A circa trent’anni dalla chiusura dell’ultima fabbrica che, nella convalle Astico-Posina occupava esclusivamente manodopera femminile, è stato aperto alle porte di Arsiero, in provincia di Vicenza, un laboratorio di Bottega Veneta, uno dei marchi artigianali più esclusivi e in continua crescita del made in Italy.
Il fatturato di Bottega Veneta, che nel 2009 era di quattrocento milioni di euro, ha visto crescere le vendite del 16 % nei primi nove mesi del 2010 arrivando poi all’accelerazione, nell’ultimo trimestre dell’anno appena concluso, con un’ondata di ordini che non accenna a calare. Da qui è nata l’esigenza di trovare altre mani e altri artigiani capaci di trattare le famose strisce di pelle morbida ordite con cura e geometria impeccabile secondo la tecnica dell’“intreccio filato”.
L’azienda nata nel 1966, che ha sempre fatto del legame col territorio un punto fondamentale della propria strategia, ha infatti deciso di sostenere il progetto sociale ed economico “Cooperativa Montana Femminile”, avviato da Comunità montana, Regione Veneto e Provincia di Vicenza.
Nell’Alto vicentino, dove la disoccupazione raggiunge tetti del 90% e il termine spopolamento è all’ordine del giorno, 18 donne senza lavoro, di età compresa tra i 20 e i 58 anni sono state formate da maestri artigiani e sono diventate socie del primo Laboratorio di artigianato artistico certificato in regione.

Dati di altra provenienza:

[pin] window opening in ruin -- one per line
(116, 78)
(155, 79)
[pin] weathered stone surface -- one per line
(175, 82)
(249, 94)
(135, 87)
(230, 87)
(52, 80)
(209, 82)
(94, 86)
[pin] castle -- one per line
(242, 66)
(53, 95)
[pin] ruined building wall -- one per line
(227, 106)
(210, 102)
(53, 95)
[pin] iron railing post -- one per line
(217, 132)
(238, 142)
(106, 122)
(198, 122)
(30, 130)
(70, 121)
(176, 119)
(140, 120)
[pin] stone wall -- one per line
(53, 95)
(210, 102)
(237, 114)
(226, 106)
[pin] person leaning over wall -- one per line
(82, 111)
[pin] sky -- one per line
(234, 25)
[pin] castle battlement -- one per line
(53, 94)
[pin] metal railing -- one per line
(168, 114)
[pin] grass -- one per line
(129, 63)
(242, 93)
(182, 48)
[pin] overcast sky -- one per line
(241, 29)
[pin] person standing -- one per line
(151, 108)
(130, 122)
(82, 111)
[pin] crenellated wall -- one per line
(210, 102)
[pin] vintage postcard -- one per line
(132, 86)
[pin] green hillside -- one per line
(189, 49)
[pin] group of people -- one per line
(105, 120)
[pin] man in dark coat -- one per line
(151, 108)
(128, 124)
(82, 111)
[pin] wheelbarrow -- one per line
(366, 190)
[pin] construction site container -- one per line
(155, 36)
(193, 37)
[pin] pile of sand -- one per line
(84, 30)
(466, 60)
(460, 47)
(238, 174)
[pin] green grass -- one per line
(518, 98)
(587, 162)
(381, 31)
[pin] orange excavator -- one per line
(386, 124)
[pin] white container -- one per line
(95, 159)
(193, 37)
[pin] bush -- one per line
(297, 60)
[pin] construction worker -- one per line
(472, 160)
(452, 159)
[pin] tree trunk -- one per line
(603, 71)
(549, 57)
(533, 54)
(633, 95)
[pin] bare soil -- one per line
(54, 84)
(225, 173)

Il piano di Bottega Veneta è di far crescere l’impresa fino ad una dimensione massima di 32 persone entro aprile 2011 in un ambiente sano e sicuro, con orari flessibili e un flusso di commesse costanti. Inoltre, si pensa di estendere il progetto all’alta valle con l’apertura, entro l’anno, di una cooperativa bis a Pedemonte, nella stessa area geografica.
L’obiettivo del marchio che oggi appartiene al Gucci Group, è di creare un distretto artigianale vecchio stile, per salvaguardare la lavorazione della pelle, una delle tradizionali e peculiari attività della regione, ritornando alla logica veneta interrotta a causa della crisi che ha portato alla fuga all’estero delle manifatture.
In questo scenario, gli enti pubblici, senza erogare finanziamenti, hanno svolto un importante ruolo di facilitatori per l’incontro delle parti; la Provincia ha infatti garantito per un prestito d’onore a tasso 0 di 20 mila euro da restituire in due anni, con cui attrezzare i locali, svolgere la selezione (da 75 possibili candidate sono rimaste in 18) e realizzare il corso di formazione.
L’esperienza veneta dimostra quindi che la sfida del made in Italy per il futuro non è rincorrere i costi di produzione cinesi (una battaglia persa in partenza), ma puntare sulla qualità; sarebbe necessaria, ad esempio, una legge per le manifatture che certifichi come prodotto italiano le lavorazioni realizzate in Italia non in parte, ma al 100%.
Riproponendo un modello diffuso, costituito da microimprese e cooperative, e fornendo un’informazione trasparente e completa sul prodotto, sulla sua lavorazione e sul progetto ad essa sotteso, l’acquirente sarà, infine, anche disposto a spendere di più.